Redwood Neuroscience Institute

 

Title:     Confabulation: The Basic Building Block of Thinking

 

Robert Hecht-Nielsen

Computational Neurobiology Program

Institute for Neural Computation

ECE Department

University of California, San Diego

 

Abstract:

This talk will discuss an idealized symbolic predictive modeling process called confabulation, which is hypothesized by the speaker to be the elemental information processing operation of thought (Hecht-Nielsen, R., A Theory of Cerebral Cortex (2003) Technical Report #0301, UCSD Institute for Neural Computation (ftp from inc2.ucsd.edu), Hecht-Nielsen, R. and McKenna, T. [Eds] (2003) Computational Models for Neuroscience, Springer-Verlag). Abbreviated confabulation maps a set of individual symbols, called assumed facts (each belonging to a different lexicon of symbols) to a set of symbols (called an expectation) belonging to yet another lexicon. Confabulation is akin to pattern classification, with the differences being that the input is a set of symbols from disjoint lexicons (not a point in Euclidean space) and the output is not a single ‘class symbol,’ but a set of such symbols. The expectation represents the set of all reasonable predictions, given the assumed facts. Just as with pattern classification, there is a theoretically ideal predictor: one based on omniscient knowledge (knowledge of all probabilities involving all permutations of all combinations of symbols). Confabulation is based upon a very limited type of knowledge (a collection of pairwise symbol conditional probabilities, which is assumed to be exhaustive). The Expectation Theorem (which will be presented and proven) shows that confabulation produces an expectation which contains the ideal expectation as a subset. Full confabulation, an add-on operation to abbreviated confabulation, produces a positive estimated quality value for each expectation element. The elements with the highest levels of estimated quality are termed answers.

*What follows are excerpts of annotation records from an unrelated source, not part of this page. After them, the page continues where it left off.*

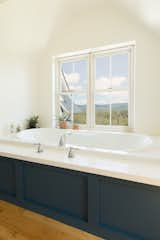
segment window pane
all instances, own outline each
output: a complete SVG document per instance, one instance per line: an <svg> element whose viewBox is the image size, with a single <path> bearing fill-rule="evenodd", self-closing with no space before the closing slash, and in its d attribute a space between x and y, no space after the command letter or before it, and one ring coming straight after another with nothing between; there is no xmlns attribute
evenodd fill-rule
<svg viewBox="0 0 160 240"><path fill-rule="evenodd" d="M73 95L73 122L77 124L86 124L86 95Z"/></svg>
<svg viewBox="0 0 160 240"><path fill-rule="evenodd" d="M110 124L110 95L97 94L95 96L95 119L97 125Z"/></svg>
<svg viewBox="0 0 160 240"><path fill-rule="evenodd" d="M128 88L128 54L112 56L112 88Z"/></svg>
<svg viewBox="0 0 160 240"><path fill-rule="evenodd" d="M71 121L72 116L72 97L71 95L60 95L59 96L60 103L60 117Z"/></svg>
<svg viewBox="0 0 160 240"><path fill-rule="evenodd" d="M112 92L112 125L128 126L128 92Z"/></svg>
<svg viewBox="0 0 160 240"><path fill-rule="evenodd" d="M96 78L95 78L95 89L105 90L110 88L109 79L109 57L96 57Z"/></svg>
<svg viewBox="0 0 160 240"><path fill-rule="evenodd" d="M87 88L87 60L62 63L60 71L63 92Z"/></svg>

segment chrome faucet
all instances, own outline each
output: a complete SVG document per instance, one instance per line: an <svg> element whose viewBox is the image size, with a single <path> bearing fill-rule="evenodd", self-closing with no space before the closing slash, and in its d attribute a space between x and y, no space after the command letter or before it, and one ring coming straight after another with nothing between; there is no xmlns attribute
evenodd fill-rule
<svg viewBox="0 0 160 240"><path fill-rule="evenodd" d="M37 146L37 153L42 153L43 152L42 144L35 143L35 146Z"/></svg>
<svg viewBox="0 0 160 240"><path fill-rule="evenodd" d="M68 158L74 158L74 149L73 147L70 147L69 148L69 151L68 151Z"/></svg>
<svg viewBox="0 0 160 240"><path fill-rule="evenodd" d="M59 147L63 147L63 146L65 146L65 144L66 144L66 135L63 134L60 136L58 145L59 145Z"/></svg>

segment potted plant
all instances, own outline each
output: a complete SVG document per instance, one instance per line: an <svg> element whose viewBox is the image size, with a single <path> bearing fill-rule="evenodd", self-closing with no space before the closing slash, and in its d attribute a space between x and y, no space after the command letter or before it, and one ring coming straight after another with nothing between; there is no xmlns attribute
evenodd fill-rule
<svg viewBox="0 0 160 240"><path fill-rule="evenodd" d="M66 129L68 127L67 120L63 116L59 117L58 124L59 124L59 128L61 129Z"/></svg>
<svg viewBox="0 0 160 240"><path fill-rule="evenodd" d="M27 120L27 128L38 128L39 127L39 116L35 115L32 116Z"/></svg>

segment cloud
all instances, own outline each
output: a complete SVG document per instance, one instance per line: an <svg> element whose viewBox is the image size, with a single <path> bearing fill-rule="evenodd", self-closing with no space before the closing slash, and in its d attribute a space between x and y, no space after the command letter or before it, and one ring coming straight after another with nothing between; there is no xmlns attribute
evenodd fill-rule
<svg viewBox="0 0 160 240"><path fill-rule="evenodd" d="M113 77L112 80L106 77L100 77L95 81L95 88L97 90L103 90L111 87L120 88L127 86L127 78L126 77Z"/></svg>

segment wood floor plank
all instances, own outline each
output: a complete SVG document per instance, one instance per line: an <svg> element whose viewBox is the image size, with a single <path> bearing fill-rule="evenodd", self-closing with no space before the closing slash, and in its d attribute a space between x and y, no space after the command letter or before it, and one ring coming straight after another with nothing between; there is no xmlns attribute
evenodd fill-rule
<svg viewBox="0 0 160 240"><path fill-rule="evenodd" d="M0 240L102 240L37 213L0 201Z"/></svg>

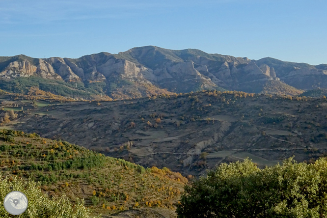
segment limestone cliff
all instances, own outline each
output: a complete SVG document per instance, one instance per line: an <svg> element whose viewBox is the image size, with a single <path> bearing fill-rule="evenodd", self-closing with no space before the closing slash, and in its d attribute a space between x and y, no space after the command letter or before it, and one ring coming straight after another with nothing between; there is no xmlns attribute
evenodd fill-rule
<svg viewBox="0 0 327 218"><path fill-rule="evenodd" d="M108 86L121 78L135 86L130 92L139 89L140 85L145 90L148 88L147 84L185 92L219 87L238 89L249 82L257 86L253 86L256 90L260 89L261 83L256 81L278 81L279 78L298 88L309 87L304 81L314 88L325 84L327 86L327 67L325 66L286 62L270 57L250 60L208 54L195 49L177 51L146 46L116 54L103 52L77 59L32 58L22 55L2 57L0 78L37 76L82 82L85 85L104 82Z"/></svg>

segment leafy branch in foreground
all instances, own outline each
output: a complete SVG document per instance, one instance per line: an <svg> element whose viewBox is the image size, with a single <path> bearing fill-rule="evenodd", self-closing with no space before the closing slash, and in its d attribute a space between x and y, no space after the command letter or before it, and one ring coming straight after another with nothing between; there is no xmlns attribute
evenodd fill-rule
<svg viewBox="0 0 327 218"><path fill-rule="evenodd" d="M27 210L18 217L21 218L90 218L90 211L84 206L83 199L78 198L74 206L65 196L51 200L42 192L39 186L39 183L31 179L24 182L17 177L3 179L0 173L0 202L3 202L6 195L12 190L18 191L24 193L28 200ZM5 211L3 204L0 206L0 217L12 217Z"/></svg>
<svg viewBox="0 0 327 218"><path fill-rule="evenodd" d="M187 185L180 202L179 218L327 217L327 159L263 169L248 159L223 164Z"/></svg>

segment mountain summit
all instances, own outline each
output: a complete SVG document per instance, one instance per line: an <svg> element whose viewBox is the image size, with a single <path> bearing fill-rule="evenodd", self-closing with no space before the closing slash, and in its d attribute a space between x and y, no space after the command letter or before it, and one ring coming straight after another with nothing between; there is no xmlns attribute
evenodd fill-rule
<svg viewBox="0 0 327 218"><path fill-rule="evenodd" d="M298 89L327 87L327 74L324 64L312 66L271 57L255 60L196 49L171 50L152 46L77 59L0 57L0 88L9 89L3 83L13 80L28 83L22 78L33 77L38 78L39 85L50 80L53 83L60 82L71 91L82 90L118 99L202 89L297 95L302 92ZM33 85L28 83L27 87ZM61 94L49 85L36 86ZM76 95L70 92L65 94Z"/></svg>

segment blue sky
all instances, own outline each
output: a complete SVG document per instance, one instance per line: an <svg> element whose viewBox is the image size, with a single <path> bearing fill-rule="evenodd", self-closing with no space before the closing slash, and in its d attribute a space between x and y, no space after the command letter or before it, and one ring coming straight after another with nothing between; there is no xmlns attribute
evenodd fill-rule
<svg viewBox="0 0 327 218"><path fill-rule="evenodd" d="M326 0L0 0L0 56L155 45L327 63Z"/></svg>

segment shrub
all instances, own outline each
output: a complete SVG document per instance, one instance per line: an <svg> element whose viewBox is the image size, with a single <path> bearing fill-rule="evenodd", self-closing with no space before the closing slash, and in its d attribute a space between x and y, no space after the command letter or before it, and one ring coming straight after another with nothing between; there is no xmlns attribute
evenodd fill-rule
<svg viewBox="0 0 327 218"><path fill-rule="evenodd" d="M23 182L17 177L2 179L0 173L0 201L3 202L5 196L13 190L24 193L28 200L28 206L26 211L19 216L21 218L88 218L90 211L84 207L84 200L77 199L76 204L73 206L65 196L60 198L50 200L42 193L38 188L40 183L30 179ZM0 217L13 217L0 206ZM100 218L100 217L97 217Z"/></svg>
<svg viewBox="0 0 327 218"><path fill-rule="evenodd" d="M312 218L327 214L327 159L293 159L259 169L250 160L222 164L185 187L182 218Z"/></svg>

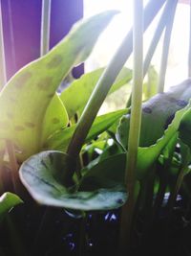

Computer experiments are presented which illustrate the efficacy of confabulation. A sketch will be presented of how the knowledge required by confabulation is acquired and stored in the cerebral cortex. The thalamocortical neuronal circuit that implements confabulation will also be discussed.

 

Speaker

 

Robert Hecht-Nielsen is with the Computational Neurobiology Program, the Institute for Neural Computation, and the ECE Department of the University of California, San Diego. An IEEE Fellow, he has received the IEEE Neural Networks Pioneer Award and the ECE Department’s Graduate Teaching Award.